学校は社会の準備段階であると同時に、学校そのものが、子供たちや教職員、保護者、地域の人々などから構成される一つの社会です。そうした環境で身についた子供たちの学力こそ、今後の社会の中で発揮されることに大きな期待があります。少し先を想定して、小・中学校では2020年に開催される東京オリンピック・パラリンピックから、その後の10年後の2030年頃を見通した社会で発揮できる子供たちの学力に期待し、その育成をする必要があります。
昨今、日本の人口変動による社会的な変化が予想され、経済界をはじめ多方面から現実的な2030年の日本の姿が述べられています。文部科学省でも新学習指導要領の実施に向けて、教育課程企画特別部会を設定し、論点整理が行われました。そのまとめの中に次のような資料が記されています。
『日本の2030年には、少子高齢化が更に進行し、65歳以上の割合は総人口の3割に達する一方、生産年齢人口は総人口の約58%にまで減少すると見込まれている。そして、同年には、世界のGDPに占める日本の割合も低下し、日本の国際的な存在感の低下も懸念される。グローバル化や情報化が進展する社会の中では、多様な主体が速いスピードで相互に影響し合い、一つの出来事が広範囲かつ複雑に伝播し、先を見通すことがますます難しくなってくると予想される。子供たちが将来就くことになる職業の在り方についても、技術革新等の影響により大きく変化することになると予測されている。子供たちの65%は将来、今は存在していない職業に就くとの予測や、今後10年~20年程度で、半数近くの仕事が自動化される可能性が高いなどの予測がある。また、2045年には人工知能が人類を越える「シンギュラリティ」に到達するという指摘もある。このような中で、グローバル化、情報化、技術革新等といった変化は、どのようなキャリアを選択するかにかかわらず、全ての子供たちの生き方に影響するものであるという認識に立った検討が必要である。』
そうした時代の変化に対応するために、子供たちに「基礎的な知識及び技能」「これらを活用して課題を解決するための必要な思考力、判断力、表現力」および「主体的に学習する態度」の、いわゆる学力の三要素から構成される「確かな学力」をバランスよく育むことが学校の大切な役割です。

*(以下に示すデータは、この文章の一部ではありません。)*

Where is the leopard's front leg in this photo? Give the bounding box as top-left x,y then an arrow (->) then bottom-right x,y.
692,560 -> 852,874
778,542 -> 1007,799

本校の教育は日本の教育内容の一部を、年間42日間の授業日(土曜日)を通して補習を行っています。そして、児童・生徒が帰国後、日本の教育環境にスムーズに適応できるようにすることと同時に「米国において平日の現地校と週末の補習校の両方で勉強を続け、努力する子供たちこそ、より国際社会で活躍できる」という目的に向かって園児・児童・生徒の育成に努めています。
本校の園児、児童生徒数の合計は965人(12月10日現在)、常勤職員と臨時職員を合わせると約100人の世界4番目の大規模な補習授業校です。今年も本校教職員が一丸となって、本校の教育目標とめざす園児、児童生徒像の具現化に向けて、着実な授業実践を積み上げ、子供たちの成長を共に喜び合える「チームJSD」として取り組んで参ります。